Appellate Court of Connecticut

March 29, 2016

IN RE ELIJAH C. [*]

         Argued February 29, 2016.

          Petition by the Commissioner of Children and Families to terminate the respondents' parental rights as to their minor child, brought to the Superior Court in the judicial district of Windham, Child Protection Session at Willimantic, and tried to the court, Hon. Francis J. Foley III, judge trial referee; judgment terminating the respondents' parental rights, from which the respondent mother appealed to this court.

          SYLLABUS

         The respondent mother appealed to this court from the judgment of the trial court terminating her parental rights as to her minor child. The trial court made the statutory (§ 17a-112 [j]) findings by clear and convincing evidence that the Department of Children and Families had made reasonable efforts to reunify the minor child and the respondent, and that the respondent was unable to benefit from reunification services. On appeal, the respondent claimed that the trial court improperly determined that the department had made reasonable efforts to reunify her with the minor child because the department had curtailed services and filed a petition to terminate the respondent's parental rights less than one month after being ordered by the court to allow the respondent more time to benefit from services, and that the department had failed to provide services that would reasonably accommodate the respondent's intellectual disabilities. Held that the respondent's appeal from the judgment terminating her parental rights was moot, the respondent having failed to adequately challenge the trial court's finding that she was unable to benefit from the reunification services provided by the department; where, as here, a trial court finds both that the department made reasonable efforts at reunification and that the parent was unwilling or unable to benefit from the reunification services, either finding is an independent basis to terminate parental rights, and a review of the respondent's challenge to the trial court's finding that the department had made reasonable efforts at reunification could not have afforded her any practical relief.

         Matthew C. Eagan, assigned counsel, with whom were James P. Sexton, assigned counsel, and, on the brief, Michael S. Taylor, assigned counsel, for the appellant (respondent mother).

         Michael Besso, assistant attorney general, with whom, on the brief, were George Jepsen, attorney general, Gregory T. D'Auria, solicitor general, and Benjamin Zivyon, assistant attorney general, for the appellee (petitioner).

         DiPentima, C. J., and Beach and Flynn, Js. DiPENTIMA, C. J. In this opinion the other judges concurred.

          OPINION

          [164 Conn.App. 519] DiPENTIMA, C. J.
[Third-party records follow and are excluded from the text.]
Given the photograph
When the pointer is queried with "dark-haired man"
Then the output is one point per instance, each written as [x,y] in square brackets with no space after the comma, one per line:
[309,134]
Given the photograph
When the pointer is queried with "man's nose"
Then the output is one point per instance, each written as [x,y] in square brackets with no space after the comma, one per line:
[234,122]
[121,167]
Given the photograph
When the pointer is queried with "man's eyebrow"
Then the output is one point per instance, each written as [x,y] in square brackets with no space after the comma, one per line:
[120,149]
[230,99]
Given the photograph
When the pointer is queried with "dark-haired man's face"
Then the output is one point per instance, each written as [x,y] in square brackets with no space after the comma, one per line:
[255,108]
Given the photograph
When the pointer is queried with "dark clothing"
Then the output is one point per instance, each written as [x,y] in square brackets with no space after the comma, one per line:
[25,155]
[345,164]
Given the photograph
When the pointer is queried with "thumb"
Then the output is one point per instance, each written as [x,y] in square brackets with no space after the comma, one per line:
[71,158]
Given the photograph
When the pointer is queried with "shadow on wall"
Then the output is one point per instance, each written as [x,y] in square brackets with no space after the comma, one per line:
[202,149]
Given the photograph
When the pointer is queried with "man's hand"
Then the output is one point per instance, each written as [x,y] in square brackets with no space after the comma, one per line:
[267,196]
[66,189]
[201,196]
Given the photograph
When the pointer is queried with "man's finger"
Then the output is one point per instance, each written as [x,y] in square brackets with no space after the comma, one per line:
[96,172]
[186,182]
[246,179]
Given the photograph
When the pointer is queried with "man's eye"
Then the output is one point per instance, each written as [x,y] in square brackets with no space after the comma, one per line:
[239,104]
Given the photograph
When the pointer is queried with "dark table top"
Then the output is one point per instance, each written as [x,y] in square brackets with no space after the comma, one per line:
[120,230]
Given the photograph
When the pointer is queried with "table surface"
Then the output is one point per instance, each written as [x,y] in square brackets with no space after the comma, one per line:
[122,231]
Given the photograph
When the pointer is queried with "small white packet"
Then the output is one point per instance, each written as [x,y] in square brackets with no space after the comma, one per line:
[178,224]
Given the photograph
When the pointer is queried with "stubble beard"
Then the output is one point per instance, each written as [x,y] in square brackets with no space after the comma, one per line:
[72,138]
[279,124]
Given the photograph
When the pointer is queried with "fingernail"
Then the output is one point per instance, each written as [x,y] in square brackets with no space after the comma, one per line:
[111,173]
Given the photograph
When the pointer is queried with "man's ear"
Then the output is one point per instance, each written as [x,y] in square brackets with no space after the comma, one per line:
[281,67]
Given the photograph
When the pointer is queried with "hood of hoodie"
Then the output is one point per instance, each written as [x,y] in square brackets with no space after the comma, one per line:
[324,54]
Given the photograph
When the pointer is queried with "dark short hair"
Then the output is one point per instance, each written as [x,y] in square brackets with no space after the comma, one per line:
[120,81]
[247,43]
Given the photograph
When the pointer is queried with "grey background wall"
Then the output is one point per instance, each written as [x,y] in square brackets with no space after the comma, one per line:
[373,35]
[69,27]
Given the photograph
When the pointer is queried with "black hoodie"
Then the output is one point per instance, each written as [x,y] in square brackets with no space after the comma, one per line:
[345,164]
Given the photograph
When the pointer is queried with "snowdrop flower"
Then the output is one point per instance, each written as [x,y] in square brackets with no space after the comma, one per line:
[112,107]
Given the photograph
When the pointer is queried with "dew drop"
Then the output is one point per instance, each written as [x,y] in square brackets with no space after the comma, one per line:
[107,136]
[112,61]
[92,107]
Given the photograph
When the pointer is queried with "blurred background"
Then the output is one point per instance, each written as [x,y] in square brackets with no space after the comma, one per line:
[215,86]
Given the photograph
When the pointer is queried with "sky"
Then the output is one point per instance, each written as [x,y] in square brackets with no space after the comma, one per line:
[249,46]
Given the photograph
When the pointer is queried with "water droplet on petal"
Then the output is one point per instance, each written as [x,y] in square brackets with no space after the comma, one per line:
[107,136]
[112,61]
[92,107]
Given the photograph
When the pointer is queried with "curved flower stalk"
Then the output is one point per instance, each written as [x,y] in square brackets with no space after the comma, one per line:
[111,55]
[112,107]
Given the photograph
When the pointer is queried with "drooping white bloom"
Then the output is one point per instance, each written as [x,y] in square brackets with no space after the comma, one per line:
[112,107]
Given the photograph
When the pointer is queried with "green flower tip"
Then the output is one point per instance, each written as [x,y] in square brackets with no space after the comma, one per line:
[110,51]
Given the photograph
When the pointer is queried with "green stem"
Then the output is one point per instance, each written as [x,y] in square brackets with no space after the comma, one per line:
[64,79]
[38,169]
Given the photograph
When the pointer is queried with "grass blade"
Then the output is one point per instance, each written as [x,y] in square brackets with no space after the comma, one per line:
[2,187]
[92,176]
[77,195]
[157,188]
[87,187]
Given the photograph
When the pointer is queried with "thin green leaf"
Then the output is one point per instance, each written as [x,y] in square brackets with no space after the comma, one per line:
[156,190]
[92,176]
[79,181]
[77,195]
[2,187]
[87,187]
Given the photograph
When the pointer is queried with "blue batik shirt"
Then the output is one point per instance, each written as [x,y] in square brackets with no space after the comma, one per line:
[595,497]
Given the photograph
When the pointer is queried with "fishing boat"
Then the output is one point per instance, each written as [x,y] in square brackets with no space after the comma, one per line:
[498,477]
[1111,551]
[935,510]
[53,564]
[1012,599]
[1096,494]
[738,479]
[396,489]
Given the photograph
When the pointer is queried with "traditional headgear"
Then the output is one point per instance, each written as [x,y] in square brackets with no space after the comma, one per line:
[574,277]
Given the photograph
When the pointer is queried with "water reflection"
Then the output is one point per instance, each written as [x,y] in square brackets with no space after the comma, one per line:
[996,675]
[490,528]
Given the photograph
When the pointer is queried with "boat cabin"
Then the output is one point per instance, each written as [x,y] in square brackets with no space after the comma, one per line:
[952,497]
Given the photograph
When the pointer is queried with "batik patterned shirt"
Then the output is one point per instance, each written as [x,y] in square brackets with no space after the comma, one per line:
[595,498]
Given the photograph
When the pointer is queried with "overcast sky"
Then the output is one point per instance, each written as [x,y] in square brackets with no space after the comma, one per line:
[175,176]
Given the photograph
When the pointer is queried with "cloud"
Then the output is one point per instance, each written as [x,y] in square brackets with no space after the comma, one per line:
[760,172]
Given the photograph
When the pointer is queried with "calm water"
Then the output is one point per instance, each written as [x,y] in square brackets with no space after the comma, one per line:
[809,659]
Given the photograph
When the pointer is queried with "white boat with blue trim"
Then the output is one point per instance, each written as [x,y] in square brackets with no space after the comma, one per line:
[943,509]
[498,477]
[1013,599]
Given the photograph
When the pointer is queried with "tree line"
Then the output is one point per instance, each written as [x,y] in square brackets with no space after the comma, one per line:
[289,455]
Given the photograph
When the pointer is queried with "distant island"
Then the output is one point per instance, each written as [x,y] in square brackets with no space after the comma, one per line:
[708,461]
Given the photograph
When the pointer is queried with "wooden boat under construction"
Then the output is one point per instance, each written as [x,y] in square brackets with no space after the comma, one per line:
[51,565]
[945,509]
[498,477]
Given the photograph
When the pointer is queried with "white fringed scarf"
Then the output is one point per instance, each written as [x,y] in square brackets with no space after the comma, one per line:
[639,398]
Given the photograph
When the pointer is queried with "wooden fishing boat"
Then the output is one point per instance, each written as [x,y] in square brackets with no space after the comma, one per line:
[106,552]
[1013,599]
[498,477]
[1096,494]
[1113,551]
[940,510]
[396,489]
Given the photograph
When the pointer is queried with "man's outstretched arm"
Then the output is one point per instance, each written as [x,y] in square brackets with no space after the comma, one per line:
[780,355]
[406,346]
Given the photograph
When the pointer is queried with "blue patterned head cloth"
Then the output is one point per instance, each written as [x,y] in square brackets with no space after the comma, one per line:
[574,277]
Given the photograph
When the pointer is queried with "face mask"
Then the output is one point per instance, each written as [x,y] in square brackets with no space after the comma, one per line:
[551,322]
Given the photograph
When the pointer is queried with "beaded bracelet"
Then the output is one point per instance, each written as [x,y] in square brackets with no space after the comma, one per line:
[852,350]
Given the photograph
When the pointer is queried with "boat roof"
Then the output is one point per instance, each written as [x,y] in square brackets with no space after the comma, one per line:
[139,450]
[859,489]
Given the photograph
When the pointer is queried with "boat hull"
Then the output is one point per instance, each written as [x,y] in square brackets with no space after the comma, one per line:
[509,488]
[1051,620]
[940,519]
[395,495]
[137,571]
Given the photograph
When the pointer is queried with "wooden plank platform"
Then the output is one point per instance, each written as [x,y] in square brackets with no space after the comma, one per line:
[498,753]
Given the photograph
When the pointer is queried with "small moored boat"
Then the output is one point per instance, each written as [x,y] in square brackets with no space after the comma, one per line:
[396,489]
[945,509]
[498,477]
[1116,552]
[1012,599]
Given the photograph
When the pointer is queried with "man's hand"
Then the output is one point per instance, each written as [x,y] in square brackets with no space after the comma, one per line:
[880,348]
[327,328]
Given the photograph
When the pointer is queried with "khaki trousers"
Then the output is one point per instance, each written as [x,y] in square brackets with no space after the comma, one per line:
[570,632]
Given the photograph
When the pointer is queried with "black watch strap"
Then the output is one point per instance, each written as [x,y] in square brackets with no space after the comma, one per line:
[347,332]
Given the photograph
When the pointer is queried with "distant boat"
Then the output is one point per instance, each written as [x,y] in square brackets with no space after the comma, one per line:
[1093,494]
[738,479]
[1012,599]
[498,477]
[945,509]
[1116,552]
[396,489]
          The respondent mother, Marquita C.,[1] appeals from the judgment of the trial court terminating her parental rights as to her son, Elijah C. On appeal, she raises and analyzes three issues to argue that the court erred in determining that the Department of Children and Families (department) made reasonable efforts to reunify her with Elijah. Specifically, the respondent claims that (1) the department failed to provide federally mandated services to reasonably accommodate her intellectual disabilities, (2) the department failed to follow a court order to continue certain reunification services, and (3) the department must provide services that allow intellectually disabled parents a reasonable opportunity to retain custody of their children as part of reasonable efforts to reunify. We dismiss the appeal for lack of jurisdiction as it is moot.

          [164 Conn.App. 520] The record reveals the following procedural history. The court granted the petitioner, the Commissioner of Children and Families, an ex parte order of temporary custody of Elijah shortly after he was born. The petitioner filed a neglect petition on February 21, 2014, on the basis of the doctrine of predictive neglect as a result of the respondent's diminished cognitive abilities.[2] The order granting temporary custody of Elijah was sustained four days later.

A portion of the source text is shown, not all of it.